No story today, just a rant.

Plane travel is amazing.  It allows us to travel thousands of miles, as far as halfway around the globe, in a matter of hours.  Our ancestors wouldn’t even be able to fathom such accomplishments.  Not only can we travel at over five hundred miles per hour, for a sustained period, but we are able to do so as the crow flies, surmounting all obstacles in our way.

And yet, despite this, it really, really, sucks.

How does flight lose its magic?  For centuries, man has dreamed of flight, of being able to shed his earthly shackles and take to the sky.  From Icarus to Superman, flight is one of the most common wishes.  We all dream of flight.

Despite this, I dread heading to the airport.  Why?  Let’s look at how we humans undertake the majesty of flight; let’s outline the steps of this incredible journey.
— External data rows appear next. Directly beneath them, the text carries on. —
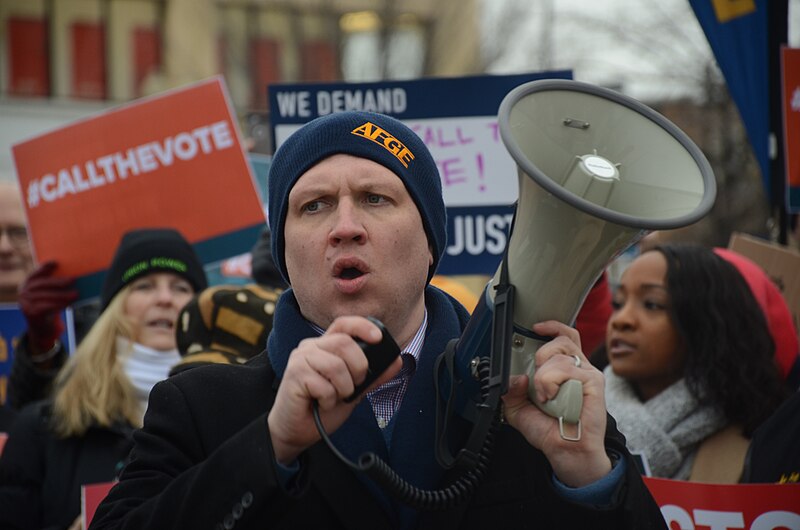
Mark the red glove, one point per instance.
(41, 300)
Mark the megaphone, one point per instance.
(597, 171)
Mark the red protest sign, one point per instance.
(698, 506)
(174, 160)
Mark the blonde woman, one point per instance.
(82, 434)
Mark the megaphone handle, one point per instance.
(565, 406)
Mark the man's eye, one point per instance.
(311, 206)
(654, 306)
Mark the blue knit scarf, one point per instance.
(413, 434)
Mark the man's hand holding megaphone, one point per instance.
(578, 463)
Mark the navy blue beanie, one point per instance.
(369, 135)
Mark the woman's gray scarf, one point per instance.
(667, 428)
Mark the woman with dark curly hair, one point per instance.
(692, 370)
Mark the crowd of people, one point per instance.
(208, 405)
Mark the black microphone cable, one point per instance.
(380, 472)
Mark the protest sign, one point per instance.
(171, 160)
(457, 120)
(699, 506)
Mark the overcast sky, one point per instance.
(646, 48)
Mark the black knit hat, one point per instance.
(377, 137)
(145, 251)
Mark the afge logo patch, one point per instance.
(370, 131)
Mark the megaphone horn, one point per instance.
(597, 171)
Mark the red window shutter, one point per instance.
(28, 57)
(88, 60)
(265, 55)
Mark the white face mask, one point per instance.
(145, 366)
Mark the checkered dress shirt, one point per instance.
(386, 399)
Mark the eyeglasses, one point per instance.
(17, 235)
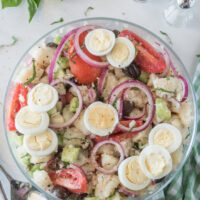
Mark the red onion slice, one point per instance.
(57, 53)
(80, 52)
(102, 80)
(78, 110)
(95, 149)
(127, 192)
(186, 89)
(151, 108)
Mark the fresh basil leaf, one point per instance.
(167, 36)
(58, 21)
(32, 8)
(87, 10)
(10, 3)
(11, 44)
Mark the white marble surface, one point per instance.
(14, 21)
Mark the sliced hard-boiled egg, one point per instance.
(42, 97)
(122, 54)
(30, 122)
(100, 118)
(100, 42)
(155, 161)
(167, 136)
(41, 145)
(130, 174)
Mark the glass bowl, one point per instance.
(110, 24)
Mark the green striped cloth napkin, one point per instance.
(186, 185)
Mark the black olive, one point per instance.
(60, 192)
(128, 107)
(52, 45)
(116, 32)
(132, 70)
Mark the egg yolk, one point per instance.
(163, 137)
(120, 53)
(30, 119)
(100, 41)
(155, 164)
(42, 96)
(40, 142)
(101, 117)
(134, 172)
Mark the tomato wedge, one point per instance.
(18, 101)
(71, 179)
(148, 59)
(117, 136)
(83, 72)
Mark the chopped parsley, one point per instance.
(58, 21)
(167, 36)
(88, 10)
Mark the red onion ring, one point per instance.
(186, 89)
(151, 108)
(79, 51)
(95, 149)
(77, 167)
(57, 53)
(78, 110)
(102, 80)
(127, 192)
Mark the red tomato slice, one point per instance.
(16, 104)
(147, 58)
(120, 136)
(83, 72)
(71, 179)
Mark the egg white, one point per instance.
(175, 132)
(95, 130)
(34, 130)
(91, 50)
(155, 149)
(45, 152)
(131, 57)
(43, 108)
(124, 180)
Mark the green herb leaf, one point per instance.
(163, 90)
(34, 75)
(32, 8)
(11, 44)
(10, 3)
(167, 36)
(58, 21)
(88, 10)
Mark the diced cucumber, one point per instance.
(60, 73)
(162, 111)
(73, 104)
(57, 40)
(63, 62)
(70, 154)
(18, 139)
(144, 76)
(35, 168)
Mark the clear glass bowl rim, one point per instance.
(149, 32)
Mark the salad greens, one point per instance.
(58, 21)
(32, 6)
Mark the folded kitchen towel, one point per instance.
(186, 185)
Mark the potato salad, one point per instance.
(99, 114)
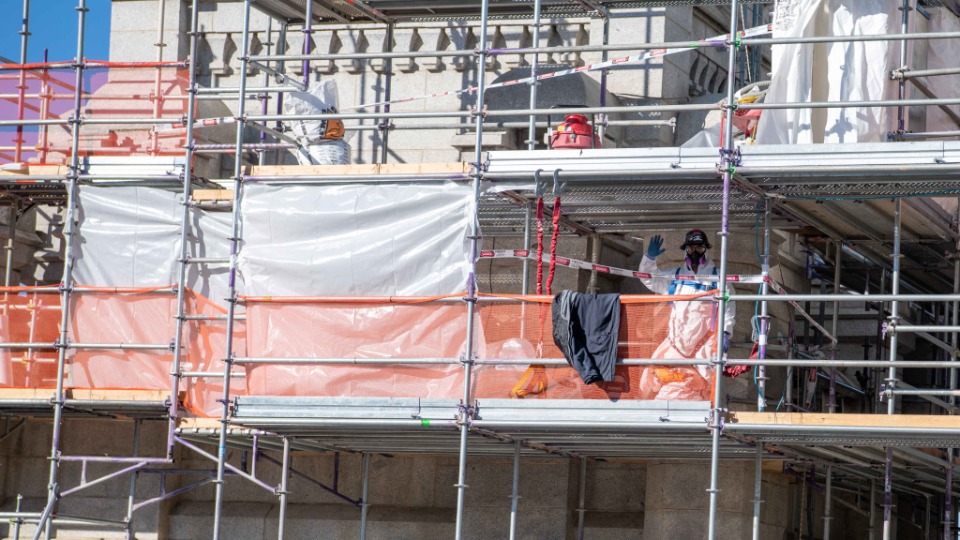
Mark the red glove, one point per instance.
(733, 371)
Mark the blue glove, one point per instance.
(655, 249)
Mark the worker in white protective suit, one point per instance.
(692, 324)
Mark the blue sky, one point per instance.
(53, 25)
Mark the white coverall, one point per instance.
(689, 332)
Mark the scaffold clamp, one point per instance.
(539, 183)
(558, 184)
(733, 157)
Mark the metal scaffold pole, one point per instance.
(729, 164)
(892, 372)
(832, 398)
(757, 486)
(466, 409)
(284, 494)
(232, 280)
(532, 128)
(175, 375)
(515, 492)
(45, 524)
(22, 83)
(764, 310)
(364, 502)
(384, 126)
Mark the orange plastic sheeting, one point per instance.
(205, 345)
(134, 317)
(116, 319)
(643, 334)
(426, 330)
(281, 329)
(149, 319)
(29, 318)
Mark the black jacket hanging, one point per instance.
(586, 328)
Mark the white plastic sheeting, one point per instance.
(831, 72)
(130, 237)
(353, 240)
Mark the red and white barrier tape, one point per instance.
(612, 270)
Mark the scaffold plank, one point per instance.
(845, 420)
(358, 169)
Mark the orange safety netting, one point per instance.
(111, 317)
(338, 328)
(29, 317)
(326, 328)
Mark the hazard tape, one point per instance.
(612, 270)
(607, 64)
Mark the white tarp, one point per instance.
(831, 72)
(353, 240)
(130, 237)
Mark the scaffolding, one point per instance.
(606, 192)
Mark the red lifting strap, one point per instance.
(553, 243)
(539, 245)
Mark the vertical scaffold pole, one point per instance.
(892, 373)
(948, 500)
(189, 145)
(387, 96)
(131, 497)
(265, 97)
(284, 480)
(471, 299)
(729, 166)
(757, 490)
(764, 310)
(22, 83)
(828, 503)
(158, 77)
(515, 493)
(582, 498)
(69, 232)
(307, 40)
(232, 280)
(954, 343)
(902, 86)
(11, 244)
(832, 399)
(282, 68)
(534, 84)
(364, 504)
(525, 284)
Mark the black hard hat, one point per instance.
(696, 236)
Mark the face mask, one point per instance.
(696, 255)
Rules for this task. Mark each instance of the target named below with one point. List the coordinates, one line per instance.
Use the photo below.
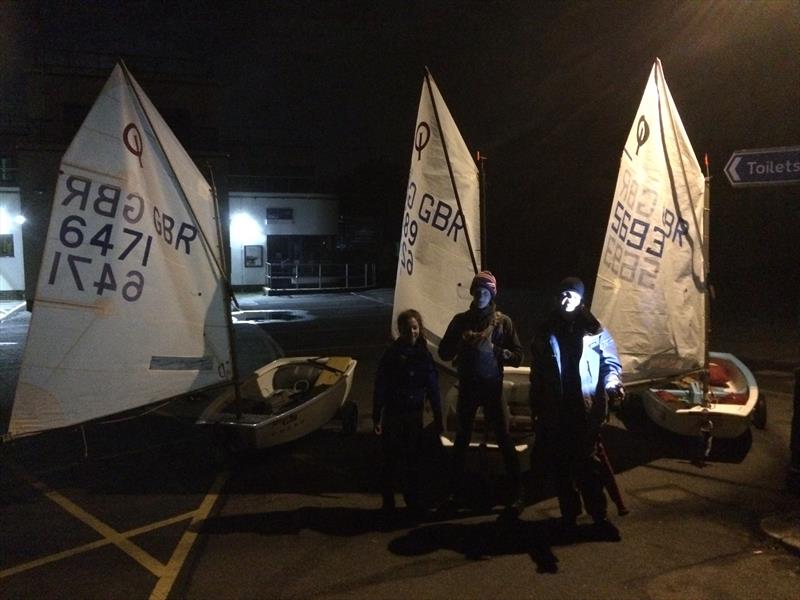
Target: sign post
(764, 166)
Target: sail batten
(651, 284)
(439, 243)
(126, 274)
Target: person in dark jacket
(406, 377)
(575, 370)
(480, 342)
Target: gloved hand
(616, 395)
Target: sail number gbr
(102, 245)
(638, 232)
(71, 235)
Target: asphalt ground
(148, 507)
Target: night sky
(547, 90)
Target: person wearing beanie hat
(480, 342)
(484, 279)
(575, 370)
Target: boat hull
(728, 414)
(276, 408)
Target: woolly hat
(572, 284)
(484, 279)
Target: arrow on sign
(764, 166)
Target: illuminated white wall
(312, 214)
(12, 269)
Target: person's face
(569, 301)
(482, 297)
(410, 331)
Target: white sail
(439, 241)
(129, 306)
(650, 288)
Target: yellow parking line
(111, 534)
(53, 558)
(173, 567)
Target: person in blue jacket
(480, 342)
(406, 377)
(575, 371)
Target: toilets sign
(764, 166)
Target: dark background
(546, 90)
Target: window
(280, 214)
(253, 256)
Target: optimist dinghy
(652, 288)
(285, 400)
(441, 251)
(132, 305)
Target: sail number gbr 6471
(101, 242)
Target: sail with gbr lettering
(651, 284)
(440, 237)
(130, 306)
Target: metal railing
(319, 276)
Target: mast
(709, 290)
(481, 159)
(228, 298)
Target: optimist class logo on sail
(102, 242)
(424, 213)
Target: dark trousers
(576, 472)
(401, 440)
(488, 395)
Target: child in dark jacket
(406, 377)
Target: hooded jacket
(406, 376)
(598, 369)
(476, 339)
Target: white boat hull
(678, 408)
(516, 406)
(281, 403)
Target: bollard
(793, 477)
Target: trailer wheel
(349, 417)
(760, 412)
(735, 449)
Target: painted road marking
(108, 532)
(167, 574)
(92, 545)
(173, 567)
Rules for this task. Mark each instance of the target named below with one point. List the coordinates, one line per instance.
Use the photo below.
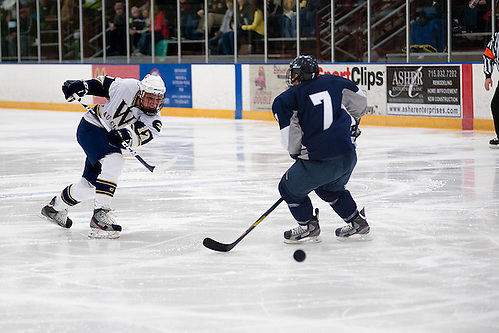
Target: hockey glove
(354, 130)
(117, 137)
(71, 87)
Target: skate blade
(316, 239)
(46, 218)
(102, 234)
(356, 238)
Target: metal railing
(362, 31)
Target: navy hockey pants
(326, 178)
(93, 140)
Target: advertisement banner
(123, 71)
(429, 91)
(268, 81)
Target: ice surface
(431, 198)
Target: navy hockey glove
(71, 87)
(117, 137)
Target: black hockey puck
(299, 255)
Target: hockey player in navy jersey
(318, 118)
(132, 114)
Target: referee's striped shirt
(490, 55)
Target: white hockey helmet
(152, 91)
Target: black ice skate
(304, 232)
(59, 217)
(358, 226)
(494, 143)
(103, 225)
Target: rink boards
(416, 95)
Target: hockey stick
(152, 168)
(217, 246)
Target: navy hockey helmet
(151, 93)
(302, 68)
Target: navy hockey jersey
(315, 117)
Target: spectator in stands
(189, 19)
(226, 27)
(161, 31)
(255, 30)
(308, 12)
(428, 33)
(216, 12)
(137, 26)
(288, 20)
(274, 17)
(117, 31)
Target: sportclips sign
(430, 91)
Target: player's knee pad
(329, 196)
(111, 167)
(81, 190)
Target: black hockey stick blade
(221, 247)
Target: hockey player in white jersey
(132, 114)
First, we’ll head to a large building in the middle of nowhere, where the air conditioning is always on high and there are never any comfortable seats.  After being segregated and sorted by monkeys dressed in uniforms, we must stand in lines.  After shuffling through these agonizingly slow lines, dragging along our belongings in canvas sacks, we are submitted to a humiliating series of poking and prodding and scanning examinations.  Our belongings are also thoroughly searched.  We must be stripped, x-rayed, and felt down by very unattractive people.

But once we’ve made it through this ordeal, the skies are ours, right?  Yes, sort of.

We are crowded and herded into a very cramped metal tube, filled with other disagreeable members of our species.  We must squeeze through too-small aisles into too-small seats, where we are basically locked into a single bent position for the duration of our flight.  Crammed shoulder to shoulder, elbow to elbow with our neighbors, whom we often have never met before, we must stare out of tiny portholes as the ground lifts away, while a tin voice blares over speakers about “attaching your own oxygen mask before helping others.”

Faced with such a dreary voyage, we are tempted to slip off into the peaceful oblivion of sleep.  Yet the wailing baby, the small child who kicks the seat, and the obese man who insists on fully reclining all band together to deny us even that simple pleasure.

Instead, we are forced to remain awake, breathing stale air and attempting to entertain ourselves with in-flight magazines of ridiculous purchasable items until we are finally set blessedly free from the confinement.

When did flying become such a chore?  Build us glass planes with oversized windows, with benches and leg room instead of cramped individual seats, with bean-bag chairs, multi-person scanners hooked to supercomputers for ultra-rapid analysis, courteous personnel, and tasty, delicious, freshly cooked snacks for a very minimal fee!  Do this, and maybe flying will once again capture our dreams and imaginations.